C'était Chupin qui avait la parole:

—Vous avez beau me «blaguer,» disait-il à ses deux amis, et m'appeler petit crevé, je resterai toujours comme je suis; d'abord c'est mon idée, et ensuite, pour travailler dans le grand, comme je veux, il faut avoir l'air cossu.

Les deux messieurs riaient aux larmes.

—Oh?... je sais bien, poursuivait Toto, que j'ai une bonne tête avec mes habits, mais cela vient de ce que je n'en ai pas l'habitude. La belle malice! On s'y fera bien vite. S'il le faut, je me payerai des leçons d'un maître de danse pour ressembler à quelqu'un de très chic.

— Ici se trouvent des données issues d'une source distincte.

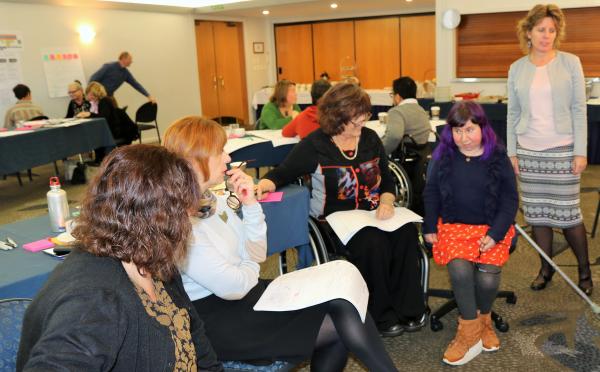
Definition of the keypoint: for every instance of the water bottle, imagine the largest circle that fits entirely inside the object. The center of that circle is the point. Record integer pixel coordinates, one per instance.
(58, 207)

—Voilà une pose!... fit un des messieurs. Dis donc Chupin, quand tu iras au bois en voiture, tu m'emmèneras?

—Tiens! pourquoi pas! Qu'est-ce qu'il faut pour avoir une voiture? de l'argent. Quels sont ceux qui gagnent de l'argent? Ceux qui ont un «truc». Eh bien! moi j'en ai un qui a crânement réussi à ceux qui me l'ont appris. Pourquoi ne me réussirait-il pas?

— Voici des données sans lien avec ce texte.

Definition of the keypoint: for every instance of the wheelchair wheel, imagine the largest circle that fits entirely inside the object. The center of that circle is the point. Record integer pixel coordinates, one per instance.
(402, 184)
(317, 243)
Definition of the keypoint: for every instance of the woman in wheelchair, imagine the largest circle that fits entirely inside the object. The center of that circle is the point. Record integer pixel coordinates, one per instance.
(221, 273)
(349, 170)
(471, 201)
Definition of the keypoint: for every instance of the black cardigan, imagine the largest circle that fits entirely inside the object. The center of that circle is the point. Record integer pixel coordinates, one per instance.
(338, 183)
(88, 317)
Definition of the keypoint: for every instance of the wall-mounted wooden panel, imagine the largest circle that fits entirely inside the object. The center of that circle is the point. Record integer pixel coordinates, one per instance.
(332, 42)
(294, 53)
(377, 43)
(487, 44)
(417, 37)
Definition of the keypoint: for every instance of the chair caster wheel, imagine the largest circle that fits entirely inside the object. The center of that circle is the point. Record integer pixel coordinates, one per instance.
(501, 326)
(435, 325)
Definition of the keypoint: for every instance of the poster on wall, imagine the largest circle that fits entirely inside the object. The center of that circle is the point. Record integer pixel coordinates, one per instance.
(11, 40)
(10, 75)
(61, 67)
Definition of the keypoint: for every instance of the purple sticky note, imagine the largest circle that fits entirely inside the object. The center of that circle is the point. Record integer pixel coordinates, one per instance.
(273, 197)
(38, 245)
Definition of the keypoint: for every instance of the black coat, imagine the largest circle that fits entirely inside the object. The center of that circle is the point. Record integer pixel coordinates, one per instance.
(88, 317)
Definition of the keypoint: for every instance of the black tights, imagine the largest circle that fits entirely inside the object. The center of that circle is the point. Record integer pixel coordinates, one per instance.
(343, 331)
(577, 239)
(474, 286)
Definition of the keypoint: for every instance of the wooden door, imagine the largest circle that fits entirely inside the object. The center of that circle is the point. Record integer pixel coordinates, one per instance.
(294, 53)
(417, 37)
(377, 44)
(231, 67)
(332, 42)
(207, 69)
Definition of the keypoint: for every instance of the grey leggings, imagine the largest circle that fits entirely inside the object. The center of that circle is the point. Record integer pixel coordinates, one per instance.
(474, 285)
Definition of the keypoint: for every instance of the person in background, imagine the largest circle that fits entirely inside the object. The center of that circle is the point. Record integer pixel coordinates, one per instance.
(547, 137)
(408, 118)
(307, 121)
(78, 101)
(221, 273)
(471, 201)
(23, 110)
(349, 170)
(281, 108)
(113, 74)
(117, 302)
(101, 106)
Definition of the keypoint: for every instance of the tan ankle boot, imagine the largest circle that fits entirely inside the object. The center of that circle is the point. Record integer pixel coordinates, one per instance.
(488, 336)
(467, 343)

C'est avec une réelle terreur que le père Tantaine venait de s'apercevoir que Toto était ivre. Que savait-il au juste, qu'allait-il dire?

Le bonhomme se tenait sur ses gardes, prêt à renfoncer d'un bon coup de poing dans la gorge du garnement la première parole compromettante.

Les deux invités de Toto, eux aussi, savaient bien qu'il avait trop bu.